The Scripps Research Institute, W.M. Keck Foundation Amphitheater


Background:

Education:


  • Ph.D. in Bioanalytical Chemistry, Concordia University, Montreal Canada (10/97)

  • MSc in Analytical Chemistry, Nanjing University, Nanjing, China (07/87)

  • BSc in Chemistry, Huaibei Coal Normal University, Huaibei, China


Work Experience:

  • Senior Principal Scientist, Department of Pharmacokinetics, Dynamics & Metabolism, Pfizer Global Research and Development, San Diego, California (10/04)

  • Research Scientist II, Department of Pharmacokinetics, Dynamics & Metabolism, Pfizer Global Research and Development, San Diego, California (06/01 - 09/04)

  • Staff Scientist (Study Director), Department of Metabolic Chemistry, Covance Laboratories, Madison, Wisconsin (08/99 - 06/01)

  • Research Scientist, Department of Pharmacokinetics and Drug Metabolism, SynPhar Laboratories, Edmonton, Alberta, Canada (05/97 - 07/99)
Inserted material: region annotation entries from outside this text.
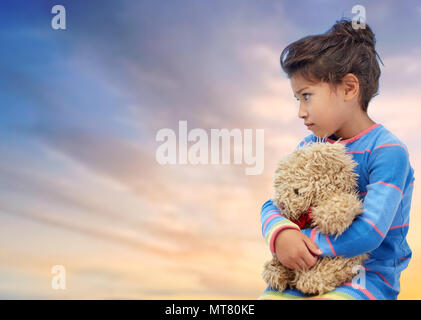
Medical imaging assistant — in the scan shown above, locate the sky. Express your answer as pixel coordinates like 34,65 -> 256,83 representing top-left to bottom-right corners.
0,0 -> 421,299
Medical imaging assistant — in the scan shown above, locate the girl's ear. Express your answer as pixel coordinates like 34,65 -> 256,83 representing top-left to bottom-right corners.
342,73 -> 360,101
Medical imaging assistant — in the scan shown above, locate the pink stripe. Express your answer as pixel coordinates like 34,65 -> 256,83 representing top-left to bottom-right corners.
377,181 -> 403,195
262,213 -> 280,231
389,223 -> 409,230
326,123 -> 380,143
270,225 -> 300,254
310,228 -> 317,242
363,267 -> 393,288
345,149 -> 371,154
374,143 -> 408,151
263,209 -> 281,217
325,234 -> 336,257
364,218 -> 384,238
344,282 -> 377,300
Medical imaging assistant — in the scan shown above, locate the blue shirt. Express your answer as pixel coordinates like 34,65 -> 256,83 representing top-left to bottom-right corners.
261,124 -> 415,299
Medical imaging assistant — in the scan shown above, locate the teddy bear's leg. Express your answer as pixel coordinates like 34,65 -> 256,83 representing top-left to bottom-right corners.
262,257 -> 294,291
291,255 -> 368,295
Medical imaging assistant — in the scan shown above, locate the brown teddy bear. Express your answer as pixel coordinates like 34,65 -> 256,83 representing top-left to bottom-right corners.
262,141 -> 368,295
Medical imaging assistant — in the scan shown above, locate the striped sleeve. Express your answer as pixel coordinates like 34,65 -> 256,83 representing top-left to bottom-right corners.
260,139 -> 308,255
260,200 -> 300,255
302,146 -> 411,257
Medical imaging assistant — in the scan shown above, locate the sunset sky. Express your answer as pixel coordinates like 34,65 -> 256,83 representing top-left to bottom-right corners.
0,0 -> 421,299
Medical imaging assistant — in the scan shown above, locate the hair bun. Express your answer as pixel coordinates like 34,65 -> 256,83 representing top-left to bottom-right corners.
328,18 -> 376,49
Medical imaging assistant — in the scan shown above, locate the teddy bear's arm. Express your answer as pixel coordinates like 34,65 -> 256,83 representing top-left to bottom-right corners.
301,147 -> 413,257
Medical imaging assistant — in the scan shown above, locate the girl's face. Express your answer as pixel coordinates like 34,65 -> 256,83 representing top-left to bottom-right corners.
291,75 -> 352,138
  • Associate Director, Department of Analytical Chemistry, Beijing Institute of Pharmacology and Toxicology, Beijing, China (07/87-12/93)


Has over 50 publications.

Abstract:

Capravirine, a non-nucleoside reverse transcriptase inhibitor for the treatment of HIV type 1, undergoes extensive oxygenations to numerous sequential metabolites in humans. Since several possible oxygenation pathways may be involved in the formation and/or sequential metabolism of a single metabolite, it is very difficult or even impossible to determine the definitive pathways and their relative contributions to the overall metabolism of capravirine using conventional approaches. For this reason, a human liver microsome-based sequential incubation method has been developed to deconvolute the complicated sequential metabolism of capravirine. Briefly, the method includes three fundamental steps: 1) 30-min primary incubation of [14C]capravirine, 2) isolation of [14C]metabolites from the primary incubate, and 3) 30-min sequential incubation of each isolated [14C]metabolite supplemented with an ongoing (30 min) microsomal incubation with non-labeled capravirine. Based on the extent of both the disappearance of the isolated precursor [14C]metabolites and the formation of sequential [14C]metabolites, definitive oxygenation pathways of capravirine were assigned. In addition, the percent contribution of a precursor metabolite to the formation of each of its sequential metabolites (called sequential contribution) and the percent contribution of a sequential metabolite formed from each of its precursor metabolites (called precursor contribution) were determined. An advantage of this system is that the sequential metabolism of each isolated [14C]metabolite can be monitored selectively by radioactivity in the presence of all relevant metabolic components (i.e., non-labeled parent and its other metabolites). This methodology should be applicable to mechanistic studies of other compounds involving complicated sequential metabolic reactions when radiolabeled materials are available.